Diplolaimelloides woaabi sp. n. (Nematoda: Monhysteridae): A Novel Species of Free-Living Nematode from the Great Salt Lake, Utah

Sediment samples of microbialites (top 10 cm of submerged microbialite mounds) were collected using a shovel from Bridger Bay, on the northern tip of Antelope Island within Great Salt Lake, UT, USA (41°03′32.4″N 112°15′28.8″W, salinity: 115 ppt, elevation 4,200 ft) from May to October of 2024 (Fig. 1). Nematodes were extracted from sediment samples either by sucrose density centrifugation or by placing a small <2 cm “nugget” of microbialite into a 50 ml conical tube with lake water, lightly shaking the tube, pouring the supernatant onto a Petri dish, and visually scanning the sample for live nematodes with a dissecting microscope. Isolated nematodes were further identified by microscopy and SSU-sequencing.

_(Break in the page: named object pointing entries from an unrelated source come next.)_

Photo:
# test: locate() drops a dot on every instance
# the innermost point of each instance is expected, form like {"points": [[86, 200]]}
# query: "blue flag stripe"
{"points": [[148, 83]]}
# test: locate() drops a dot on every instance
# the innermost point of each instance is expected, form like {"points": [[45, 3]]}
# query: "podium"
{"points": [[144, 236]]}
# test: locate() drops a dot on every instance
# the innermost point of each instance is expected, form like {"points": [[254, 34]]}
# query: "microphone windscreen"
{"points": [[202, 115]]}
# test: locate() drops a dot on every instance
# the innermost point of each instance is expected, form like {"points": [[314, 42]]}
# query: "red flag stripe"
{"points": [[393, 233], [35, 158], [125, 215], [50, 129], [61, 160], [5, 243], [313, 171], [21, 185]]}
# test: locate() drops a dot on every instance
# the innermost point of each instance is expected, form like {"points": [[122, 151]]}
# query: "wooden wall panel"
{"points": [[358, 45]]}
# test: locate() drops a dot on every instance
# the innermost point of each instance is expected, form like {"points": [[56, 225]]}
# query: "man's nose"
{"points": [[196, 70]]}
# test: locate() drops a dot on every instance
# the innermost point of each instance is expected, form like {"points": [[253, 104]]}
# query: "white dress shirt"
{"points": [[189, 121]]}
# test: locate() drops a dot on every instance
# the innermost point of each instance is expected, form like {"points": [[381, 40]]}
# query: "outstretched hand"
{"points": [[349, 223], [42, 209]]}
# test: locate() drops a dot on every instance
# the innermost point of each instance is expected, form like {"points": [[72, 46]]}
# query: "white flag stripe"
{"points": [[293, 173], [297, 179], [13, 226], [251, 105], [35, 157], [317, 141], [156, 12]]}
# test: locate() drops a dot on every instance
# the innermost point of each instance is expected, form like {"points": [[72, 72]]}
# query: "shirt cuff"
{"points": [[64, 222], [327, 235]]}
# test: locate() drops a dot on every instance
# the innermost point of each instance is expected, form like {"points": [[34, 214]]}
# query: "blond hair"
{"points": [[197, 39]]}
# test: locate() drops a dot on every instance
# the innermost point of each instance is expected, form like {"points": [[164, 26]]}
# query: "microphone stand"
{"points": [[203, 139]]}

Light microscopy/DIC observations and measurements were primarily made on live specimens, anesthetized using 100 mM sodium azide on 2% agarose slides under a differential interference contrast microscope (DIC, Leica DM2500). Mosaics and line drawings (Fig. 2) were made in Adobe Illustrator (v28.7.3) by digitally tracing the superimposition of multi-focal plane light images. All measurements were obtained using ImageJ (v2.14.0/1.54f) and all curved structures were measured along the arc or median line, presented in micrometers (µm) (Table 1). Unless explicitly mentioned, measurements provided in the text and tables are from DIC images of nematodes extracted from the wild; n = 21 females and 10 males.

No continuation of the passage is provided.